# Create a palette for later
pal <- as.character(paletteer::paletteer_d("RColorBrewer::Pastel2"))
# Open the tif and extract the 1 band
tif <- system.file("tif/L7_ETMs.tif", package = "stars")
r <- read_stars(tif)[, , , 1]
# What are the dimensions?
st_dimensions(r)
#> from to offset delta refsys point x/y
#> x 1 349 288776 28.5 SIRGAS 2000 / UTM zone 25S FALSE [x]
#> y 1 352 9120761 -28.5 SIRGAS 2000 / UTM zone 25S FALSE [y]
#> band 1 1 NA NA NA NA
Introduction
For a long time, I have been using the raster
package to manipulate raster data in R. Slowly, I am trying to work my way out with the new stars
package. In this post, I am exploring different ways to extract values from a raster at different geographic locations. For this exercise, I am using a Landsat 7 image that is provided within the stars
package. Each pixel has a resolution of 30 meters.
This is what the original image looks like.
plot(r, key.pos = NULL)
To better visualize the process of subsetting raster values, let’s crop the image so we can see the pixels.
st_bbox(r)
#> xmin ymin xmax ymax
#> 288776.3 9110728.8 298722.8 9120760.8
r <- r %>%
st_crop(st_bbox(c(
xmin = 294000,
xmax = 294500,
ymin = 9110800,
ymax = 9111200
), crs = st_crs(r)))
plot(r, reset = FALSE, key.pos = NULL)
We can also display the value of each pixel by using text_values = TRUE
. This is also where I am using the pal
colour vector I created earlier.
plot(r, text_values = TRUE, col = pal, key.pos = NULL)
Sampling random locations
Using this new raster, let’s randomly sample four points.
Extracting raster values using the sampled points
Extracting raster values at point locations can be done using the st_extract()
function. As expected, four values have been extracted.

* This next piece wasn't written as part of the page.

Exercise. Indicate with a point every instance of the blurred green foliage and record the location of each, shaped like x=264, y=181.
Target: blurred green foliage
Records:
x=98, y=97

pts_values <- st_extract(r, pts)
pts_values
#> Simple feature collection with 4 features and 1 field
#> Geometry type: POINT
#> Dimension: XY
#> Bounding box: xmin: 294167 ymin: 9110827 xmax: 294401 ymax: 9111014
#> Projected CRS: SIRGAS 2000 / UTM zone 25S
#> L7_ETMs.tif geometry
#> 1 71 POINT (294401 9110940)
#> 2 70 POINT (294378.3 9110871)
#> 3 72 POINT (294192.5 9111014)
#> 4 68 POINT (294167 9110827)
Extracting raster values using buffers around the sampled points
I found that extracting raster values using polygons was a bit more tedious (at least at this stage of my understanding of the stars
package).
Generate buffers
Let’s generate buffers of 30 meters around each of the four sampled pixels.
poly <- st_buffer(pts, dist = 30)
class(poly)
#> [1] "sfc_POLYGON" "sfc"
plot(r, text_values = TRUE, col = pal, key.pos = NULL, reset = FALSE)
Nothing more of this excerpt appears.